5.1 Improve the Data Unlocking Recognition Rate

Based on the statistical analysis of data synchronization logs, the average daily data synchronization time of each unit is about 120 s (see Fig. 3). Compared with the original data synchronization time of 83 min, the efficiency is increased by more than 20 times.

Fig. 3.
figure 3

Average synchronization time of new scheme

5.2 Improve the Accuracy of Data Unlocking

By comparing the data release time in reverse order between the Beijing database and the data synchronization log table, the accurate identification and resynchronization of cross-date data unlocking are realized, and the data accuracy and consistency are effectively improved.

6 Conclusion

The A2 system regional center data synchronization solution solves the problem that the oilfield self-built information system is difficult to directly apply A2 data.

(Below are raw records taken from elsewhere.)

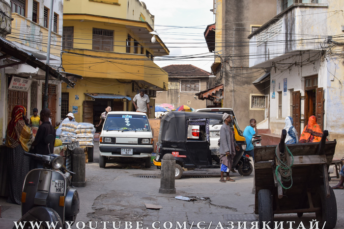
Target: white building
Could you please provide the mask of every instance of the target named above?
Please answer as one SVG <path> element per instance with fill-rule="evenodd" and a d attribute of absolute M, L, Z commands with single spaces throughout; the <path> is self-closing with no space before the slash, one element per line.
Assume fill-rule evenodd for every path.
<path fill-rule="evenodd" d="M 0 117 L 2 118 L 1 126 L 3 127 L 0 131 L 3 136 L 14 106 L 24 106 L 29 117 L 32 115 L 33 108 L 37 108 L 39 113 L 42 109 L 45 82 L 46 66 L 44 64 L 47 59 L 48 27 L 51 10 L 53 12 L 50 64 L 53 68 L 50 69 L 48 108 L 53 113 L 53 125 L 61 118 L 58 102 L 61 98 L 61 80 L 70 83 L 57 72 L 60 70 L 59 67 L 61 64 L 63 0 L 55 0 L 53 9 L 50 9 L 50 0 L 4 1 L 11 8 L 11 17 L 13 20 L 11 33 L 6 36 L 6 40 L 1 41 L 1 45 L 6 46 L 9 51 L 6 53 L 1 50 L 1 68 L 5 69 L 4 74 L 1 74 L 0 98 L 0 109 L 3 111 Z M 14 58 L 16 54 L 19 55 Z M 18 56 L 24 59 L 19 59 Z M 29 56 L 32 58 L 28 58 Z M 32 60 L 30 62 L 26 60 L 30 58 Z M 14 77 L 25 79 L 29 86 L 27 90 L 9 87 Z"/>
<path fill-rule="evenodd" d="M 278 0 L 278 15 L 250 35 L 250 67 L 270 71 L 272 133 L 280 135 L 290 116 L 300 134 L 315 115 L 337 139 L 338 154 L 344 147 L 344 0 L 295 1 Z"/>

The core of the scheme is to identify the release status and unlock status of the data. At the same time, the efficiency of data synchronization has been improved again by simplifying the invalid fields, and finally the “published today, applied today” of A2 production data has been realized. It has good guidance and reference significance for other oilfield companies that need to build the regional center of A2 system, or the database cannot be directly connected to the application due to network, efficiency, synchronization software and other problems, the business scenario that needs to build a regional data center has good guidance and reference significance.